If you completed part 1 on this guide and created the Managed Airflow Environment on AWS, you are ready for the next level -
Part 2 - Enabling EKS scheduling
In Airflow we often use KubernetesPodOperator
DAG class. Airflow contacts k8s API-server and asks it to spawn a pod to perform the task.
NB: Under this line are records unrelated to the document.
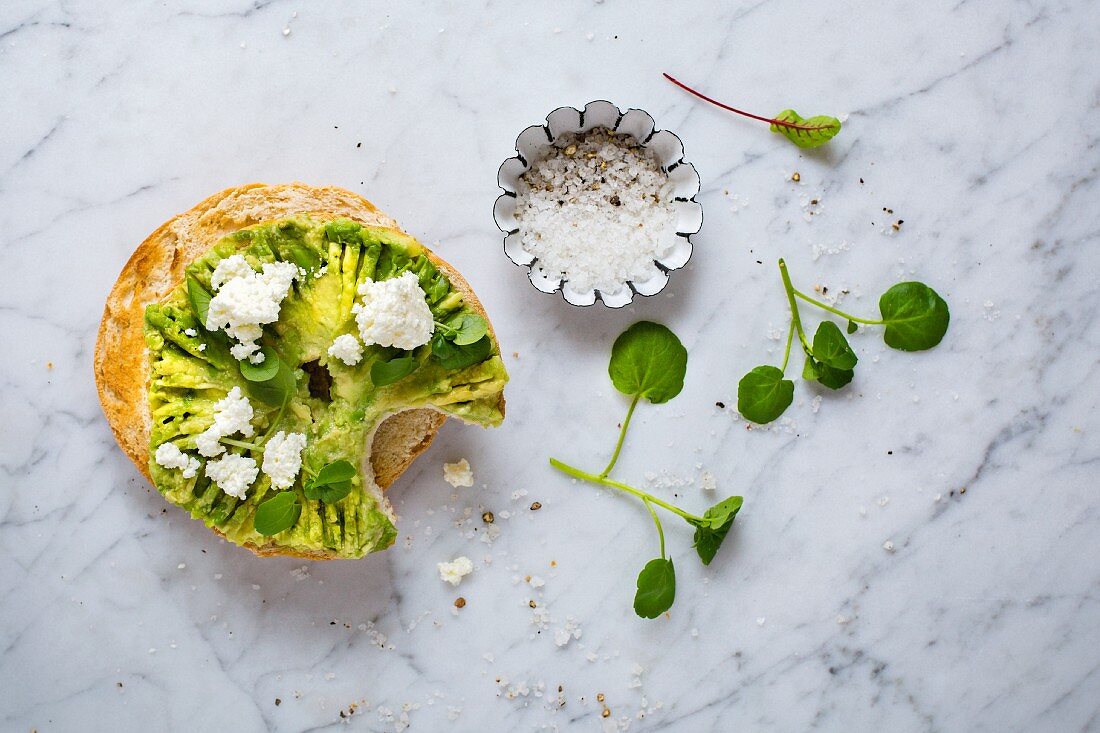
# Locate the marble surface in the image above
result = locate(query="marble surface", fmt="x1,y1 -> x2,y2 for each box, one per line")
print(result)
0,0 -> 1100,732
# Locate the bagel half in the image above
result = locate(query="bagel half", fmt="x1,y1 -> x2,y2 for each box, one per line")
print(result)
94,183 -> 506,559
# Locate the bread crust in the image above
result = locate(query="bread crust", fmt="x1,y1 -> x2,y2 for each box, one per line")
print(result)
92,183 -> 504,559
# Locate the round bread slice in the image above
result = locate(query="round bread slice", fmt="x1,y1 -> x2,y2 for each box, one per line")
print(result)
94,183 -> 504,559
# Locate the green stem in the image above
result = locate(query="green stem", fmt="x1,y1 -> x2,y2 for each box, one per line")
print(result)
260,402 -> 287,446
779,258 -> 810,353
550,458 -> 704,522
792,288 -> 886,326
641,499 -> 664,560
779,318 -> 794,374
218,438 -> 264,451
600,394 -> 641,479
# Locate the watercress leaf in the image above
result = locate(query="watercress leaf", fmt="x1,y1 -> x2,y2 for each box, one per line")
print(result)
238,346 -> 282,382
802,354 -> 817,382
431,331 -> 493,369
253,491 -> 301,537
737,365 -> 794,425
304,481 -> 351,504
802,355 -> 856,390
688,496 -> 744,565
371,357 -> 417,386
454,313 -> 488,346
703,496 -> 745,527
692,522 -> 733,565
187,277 -> 213,328
244,353 -> 298,407
771,109 -> 840,147
814,320 -> 858,369
634,557 -> 677,619
607,320 -> 688,404
310,460 -> 355,483
879,282 -> 950,351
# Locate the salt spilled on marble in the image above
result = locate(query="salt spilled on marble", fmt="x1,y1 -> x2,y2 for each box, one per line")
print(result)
516,128 -> 675,295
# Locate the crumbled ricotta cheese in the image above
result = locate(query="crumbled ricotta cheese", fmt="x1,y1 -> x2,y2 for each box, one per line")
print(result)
207,453 -> 257,499
443,458 -> 474,489
329,333 -> 363,367
352,272 -> 436,351
195,386 -> 255,458
206,254 -> 298,364
263,430 -> 306,489
156,442 -> 199,479
439,555 -> 474,586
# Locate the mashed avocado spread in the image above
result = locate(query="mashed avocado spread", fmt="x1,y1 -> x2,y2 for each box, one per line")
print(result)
144,218 -> 508,558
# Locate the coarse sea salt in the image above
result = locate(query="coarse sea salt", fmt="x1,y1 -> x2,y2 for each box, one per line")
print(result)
516,128 -> 675,295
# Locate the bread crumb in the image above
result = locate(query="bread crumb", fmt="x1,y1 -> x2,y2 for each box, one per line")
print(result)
443,458 -> 474,488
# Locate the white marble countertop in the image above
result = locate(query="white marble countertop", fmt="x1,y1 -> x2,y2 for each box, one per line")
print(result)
0,0 -> 1100,732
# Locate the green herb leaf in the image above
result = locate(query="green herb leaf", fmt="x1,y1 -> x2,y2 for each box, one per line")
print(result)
187,277 -> 213,328
703,496 -> 745,527
371,357 -> 418,386
304,460 -> 355,504
634,557 -> 677,619
431,330 -> 493,370
802,354 -> 856,390
691,496 -> 743,565
607,320 -> 688,404
311,459 -> 355,483
879,282 -> 950,351
253,491 -> 301,537
737,365 -> 794,425
451,313 -> 488,346
771,109 -> 840,147
238,346 -> 282,382
303,481 -> 351,504
242,350 -> 298,407
814,320 -> 859,369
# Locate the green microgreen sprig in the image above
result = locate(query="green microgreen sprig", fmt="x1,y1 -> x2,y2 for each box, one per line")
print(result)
550,321 -> 743,619
737,260 -> 950,425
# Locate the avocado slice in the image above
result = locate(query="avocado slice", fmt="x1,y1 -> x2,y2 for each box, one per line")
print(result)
144,217 -> 508,558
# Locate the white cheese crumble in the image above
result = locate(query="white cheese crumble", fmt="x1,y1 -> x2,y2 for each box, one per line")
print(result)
443,458 -> 474,489
263,430 -> 306,489
207,453 -> 257,499
156,442 -> 199,479
516,129 -> 677,294
329,333 -> 363,367
438,555 -> 474,586
206,254 -> 299,364
352,272 -> 436,351
195,386 -> 255,458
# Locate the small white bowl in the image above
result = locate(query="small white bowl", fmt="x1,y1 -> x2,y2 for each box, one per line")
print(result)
493,100 -> 703,308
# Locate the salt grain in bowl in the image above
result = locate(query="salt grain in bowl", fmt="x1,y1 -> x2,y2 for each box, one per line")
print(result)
516,128 -> 677,295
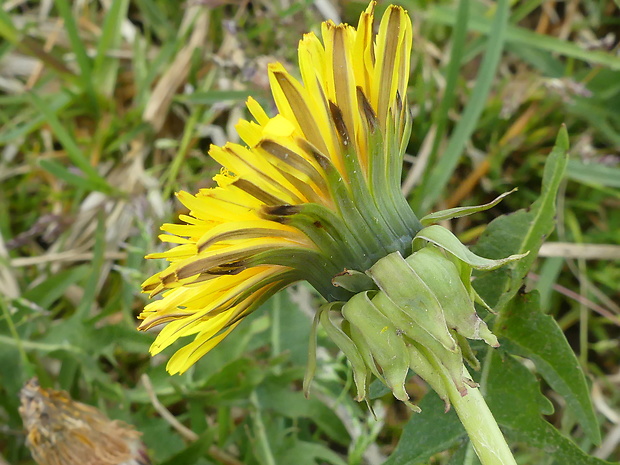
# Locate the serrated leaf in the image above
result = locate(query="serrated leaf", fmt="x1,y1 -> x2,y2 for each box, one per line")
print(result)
485,352 -> 612,465
495,292 -> 601,444
384,391 -> 466,465
473,127 -> 568,312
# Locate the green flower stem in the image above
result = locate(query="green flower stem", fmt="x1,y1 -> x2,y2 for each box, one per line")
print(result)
442,367 -> 517,465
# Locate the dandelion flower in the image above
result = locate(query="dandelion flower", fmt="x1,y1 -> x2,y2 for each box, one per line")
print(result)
140,3 -> 421,373
139,2 -> 519,405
In this part of the tutorial you will connect MWAA to an EKS cluster on the same VPC, and schedule an example pod on top of it.
Pre-Requests:
You need an EKS cluster. if you are familiar with terraform, you can do it in one click using my EKS module
IAM Considerations:
We will add another permission to the MWAA execution role from part 1.
locals {
region = "xx-xxxx-x"
account_id = "xxxxxxxxxx"
eks_cluster_name = "xxxxxxxxxx"
}
resource "aws_iam_policy" "amazon_mwaa_eks_scheduling_policy" {
name = "amazon_mwaa_eks_scheduling_policy"
path = "/"
policy = <<POLICY
{
"Version": "2012-10-17",
"Statement": [
{
"Effect": "Allow",
"Action": [
"eks:DescribeCluster"
],
"Resource": "arn:aws:eks:${local.region}:${local.account_id}:cluster/${local.eks_cluster_name}"
}
]
}
POLICY
}
add the aws_iam_policy.amazon_mwaa_eks_scheduling_policy.arn
to the managed_policy_arns
list in the execution role:
resource "aws_iam_role" "mwaa_role" {
...
managed_policy_arns = [
aws_iam_policy.amazon_mwaa_policy.arn,
# Add the new policy:
aws_iam_policy.amazon_mwaa_eks_scheduling_policy.arn,
]
}
Complete TF source can be found here
EKS Considerations:
MWAA is outside the cluster scope. In order for managed Airflow to reach out for the API service, it will need an entry in the aws-auth
configmap in the kube-system
namespace. we are basically registering the MWAA execution role as a k8s user:
userarn = "arn:aws:iam::<account_id>:role/airflow-mwaa-role"
username = "mwaa-service"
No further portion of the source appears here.